View Full Version : Backward Euler scheme or Crank-Nicolson method?

08-20-2007, 03:11 AM
Dear Granville,

in order to find a time step suitable for my computations I decided to observe the fastest process appearing in the model I use, namely Alfven waves in plasma physics. The equations, after some derivation may be rewritten in a form of one, wave equation with an analytical solution - simple oscillation has been obtained. The problem now is in the case of numerical computation the amplitude of the oscillation is decaying. I have found out that it happens mainly because of backward Euler scheme. In the case of Crank-Nicolson method the oscillation does not decay. Could you explain it shortly? The most important question is related to a more complex system - is this fast oscillation process damped always then when using the Euler scheme? Is there a difference in efficiency between both methods?

Thank you very much,

08-20-2007, 03:53 AM
If you use finite differences or finite elements to solve a problem like
Ut = Uxx (+ Uyy + Uzz)
you will end up having to solve an ODE system of the form:
Ut = AU
where A is a matrix, with negative eigenvalues, some of which are very large and negative. If A = S^{-1}DS, this can be written:
Vt = DV
where V=SU, and D is the diagonal matrix with the eigenvalues of A. Now the ODEs separate out into scalar DEs of the form:
(Vi)t = -lambda*Vi
so let's just look at a simple scalar DE of the form:
Vt = -lambda*V
but remember that some of the lambdas will be very large (the ones which correspond to highly oscillatory (in space) eigenfunctions.)

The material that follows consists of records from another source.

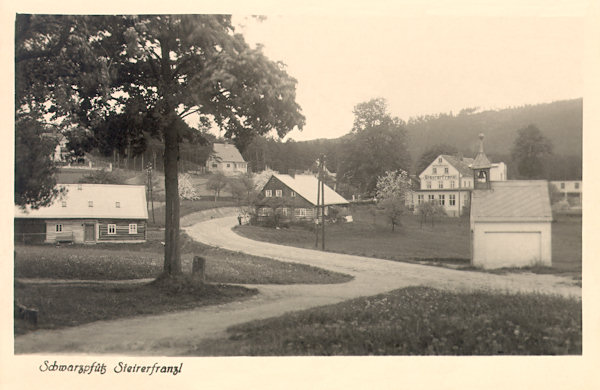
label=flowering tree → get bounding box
[375,170,411,231]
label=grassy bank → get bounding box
[190,287,582,356]
[15,284,257,334]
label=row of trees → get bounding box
[15,15,304,277]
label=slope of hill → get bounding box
[406,99,583,161]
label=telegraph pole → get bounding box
[315,163,321,248]
[317,154,325,251]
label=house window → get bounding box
[448,194,456,206]
[129,223,137,234]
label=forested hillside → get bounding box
[243,99,583,180]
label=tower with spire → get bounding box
[471,133,492,190]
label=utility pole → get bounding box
[146,162,156,223]
[315,164,321,248]
[319,154,325,251]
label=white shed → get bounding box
[471,180,552,269]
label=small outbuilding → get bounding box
[14,184,148,244]
[471,134,552,269]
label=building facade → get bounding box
[410,154,507,217]
[256,174,349,220]
[206,144,248,176]
[14,184,148,244]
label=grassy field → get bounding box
[236,206,581,279]
[14,232,352,334]
[148,198,237,227]
[189,287,582,356]
[15,283,258,334]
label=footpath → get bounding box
[15,210,581,356]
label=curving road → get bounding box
[15,215,581,356]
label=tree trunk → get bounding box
[164,114,182,276]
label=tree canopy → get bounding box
[511,125,552,179]
[16,15,304,275]
[337,98,410,195]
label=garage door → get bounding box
[485,231,542,268]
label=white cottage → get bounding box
[14,184,148,244]
[471,135,552,269]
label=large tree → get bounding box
[17,15,304,276]
[511,125,552,179]
[337,98,410,195]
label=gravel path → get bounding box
[15,215,581,356]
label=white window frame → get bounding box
[129,223,137,234]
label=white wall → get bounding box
[472,222,552,269]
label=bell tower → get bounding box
[472,133,492,190]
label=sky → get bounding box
[234,9,585,140]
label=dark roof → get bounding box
[213,144,246,162]
[471,180,552,222]
[263,174,348,206]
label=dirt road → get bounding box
[15,215,581,356]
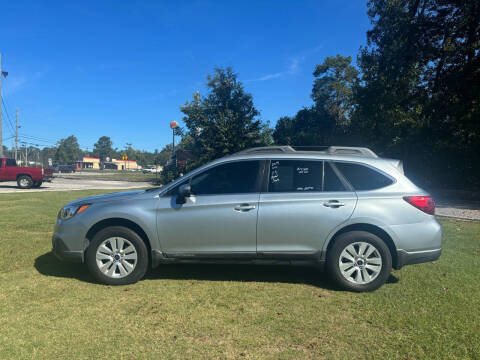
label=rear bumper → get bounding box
[395,248,442,270]
[52,235,83,263]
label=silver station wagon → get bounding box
[52,146,442,291]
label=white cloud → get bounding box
[243,45,322,82]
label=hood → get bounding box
[69,190,145,205]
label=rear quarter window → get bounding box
[335,162,394,190]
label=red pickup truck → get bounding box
[0,158,53,189]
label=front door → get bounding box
[157,160,262,257]
[257,160,357,257]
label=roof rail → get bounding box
[326,146,378,158]
[234,145,295,155]
[233,145,378,158]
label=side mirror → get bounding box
[177,184,192,204]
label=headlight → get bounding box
[58,205,90,220]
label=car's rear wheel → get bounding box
[85,226,148,285]
[17,175,33,189]
[327,231,392,292]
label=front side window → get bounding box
[190,161,260,195]
[335,162,393,190]
[268,160,346,192]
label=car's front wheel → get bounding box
[327,231,392,292]
[85,226,148,285]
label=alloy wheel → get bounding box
[338,241,382,284]
[96,237,137,279]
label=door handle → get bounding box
[323,200,345,209]
[233,204,256,212]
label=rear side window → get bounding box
[335,162,393,190]
[268,160,345,192]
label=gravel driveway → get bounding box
[0,178,152,194]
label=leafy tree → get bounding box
[92,136,115,161]
[55,135,82,164]
[273,116,295,145]
[353,0,480,187]
[180,68,268,165]
[312,55,358,129]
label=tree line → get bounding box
[4,0,480,189]
[171,0,480,189]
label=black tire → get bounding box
[327,231,392,292]
[85,226,148,285]
[17,175,33,189]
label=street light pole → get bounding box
[170,120,178,167]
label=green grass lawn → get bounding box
[0,191,480,359]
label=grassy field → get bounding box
[0,191,480,359]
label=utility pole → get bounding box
[15,109,18,161]
[0,53,8,157]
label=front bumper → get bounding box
[52,235,83,263]
[395,248,442,270]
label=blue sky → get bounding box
[0,0,370,150]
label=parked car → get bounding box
[52,147,442,291]
[0,158,52,189]
[142,167,162,174]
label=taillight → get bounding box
[403,196,435,215]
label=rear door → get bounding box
[257,159,357,257]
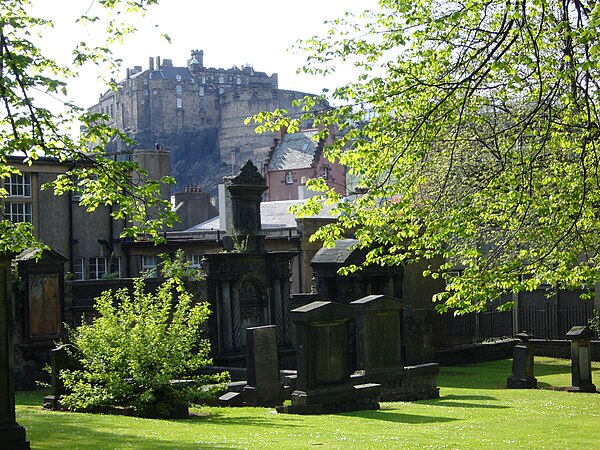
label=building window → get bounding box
[6,202,33,223]
[88,256,107,280]
[7,172,31,197]
[188,255,202,269]
[73,258,85,280]
[141,255,157,278]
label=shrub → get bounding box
[61,278,225,417]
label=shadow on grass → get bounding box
[20,414,239,450]
[430,395,509,409]
[343,409,459,424]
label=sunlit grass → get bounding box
[17,358,600,449]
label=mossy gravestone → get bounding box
[277,301,381,414]
[0,256,30,450]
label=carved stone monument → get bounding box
[350,295,439,401]
[567,326,596,392]
[206,161,296,367]
[277,301,381,414]
[0,255,30,450]
[506,331,537,389]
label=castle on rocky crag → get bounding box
[89,50,324,193]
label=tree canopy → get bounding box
[0,0,175,252]
[254,0,600,312]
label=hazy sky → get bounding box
[34,0,377,107]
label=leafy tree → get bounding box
[254,0,600,312]
[61,277,222,416]
[0,0,175,252]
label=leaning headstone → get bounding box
[506,331,537,389]
[243,325,283,406]
[277,301,381,414]
[0,255,31,450]
[567,326,596,392]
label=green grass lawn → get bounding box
[17,358,600,450]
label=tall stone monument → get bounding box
[0,255,30,450]
[206,161,296,368]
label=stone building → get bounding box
[265,129,346,201]
[89,50,324,194]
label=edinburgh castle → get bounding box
[90,50,324,193]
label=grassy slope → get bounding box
[17,358,600,449]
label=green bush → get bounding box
[61,278,222,417]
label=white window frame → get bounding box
[6,172,31,198]
[140,255,158,278]
[73,258,85,280]
[88,256,108,280]
[5,202,33,223]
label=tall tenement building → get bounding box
[90,50,324,193]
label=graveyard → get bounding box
[17,357,600,449]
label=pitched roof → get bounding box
[269,130,318,170]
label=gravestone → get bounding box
[277,301,381,414]
[0,255,30,450]
[350,295,439,401]
[567,326,596,392]
[44,344,74,409]
[506,331,537,389]
[243,325,283,406]
[205,161,297,367]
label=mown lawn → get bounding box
[17,358,600,450]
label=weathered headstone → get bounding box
[44,344,73,409]
[350,295,439,401]
[0,255,30,450]
[567,326,596,392]
[506,331,537,389]
[243,325,283,406]
[277,301,381,414]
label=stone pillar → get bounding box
[0,256,30,450]
[506,331,537,389]
[221,281,233,352]
[567,326,596,392]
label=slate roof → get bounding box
[185,200,331,231]
[269,130,317,170]
[150,67,194,81]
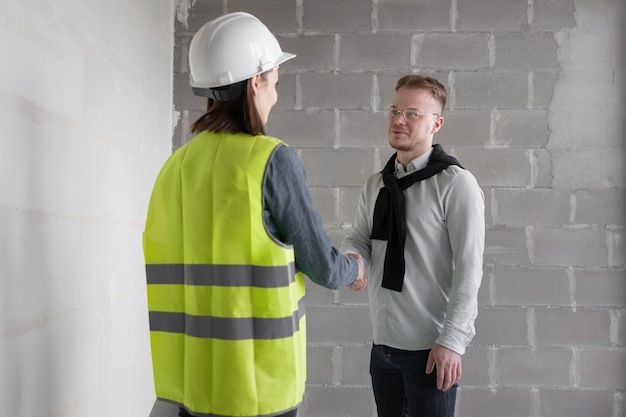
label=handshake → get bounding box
[346,253,367,291]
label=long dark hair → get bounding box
[191,73,267,136]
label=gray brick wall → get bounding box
[173,0,626,417]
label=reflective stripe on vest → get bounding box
[144,132,306,417]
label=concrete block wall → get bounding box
[0,0,175,417]
[173,0,626,417]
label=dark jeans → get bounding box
[178,408,298,417]
[370,345,457,417]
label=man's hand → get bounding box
[426,343,461,391]
[346,253,367,291]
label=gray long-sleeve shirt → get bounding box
[341,151,485,354]
[263,146,358,289]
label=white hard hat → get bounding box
[189,12,295,99]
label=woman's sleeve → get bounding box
[263,146,358,289]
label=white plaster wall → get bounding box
[0,0,175,417]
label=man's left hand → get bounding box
[426,343,461,391]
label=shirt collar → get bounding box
[396,148,433,178]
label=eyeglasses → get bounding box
[389,106,439,121]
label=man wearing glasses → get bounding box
[342,75,485,417]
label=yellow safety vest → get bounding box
[143,132,306,417]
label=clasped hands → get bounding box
[346,253,367,291]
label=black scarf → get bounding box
[370,144,463,292]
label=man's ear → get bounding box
[250,74,261,97]
[432,116,444,135]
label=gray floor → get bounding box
[150,400,178,417]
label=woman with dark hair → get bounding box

The backward Euler method is:
V_{n+1} - V_n = -lambda*dt*V_{n+1}
V_{n+1) = 1/(1+lambda*dt)*V_n (1)

The Crank-Nicolson method is:
V_{n+1} - V_n = -lambda*dt*(V_n + V_{n+1})/2
V_{n+1} = [1 - lambda*dt/2]/[1 + lambda*dt/2]*V_n (2)

You can show that in both cases, as dt --> 0, the solution converges to the correct solution, V_n = V_0*exp(-lambda*t_n).

However, notice that when dt is not yet too small, and lambda is large, corrresponding to large negative eigenvalues of the original system Ut = AU), the corresponding eigenvector is damped out rapidly by the backward Euler method (1) (the factor in front of V_n is small), while the Crank-Nicolson method (2) does not damp it out rapidly (the factor is nearly equal to -1).

This well-know property of Crank-Nicolson, that it does not damp out high frequency components much, is sometimes an advantage (for wave questions such as yours, where you don't want damping), but often is a disadvantage (high frequency "noise" in the initial conditions, if present, just oscillates, see problem 8 of Appendix A of my book).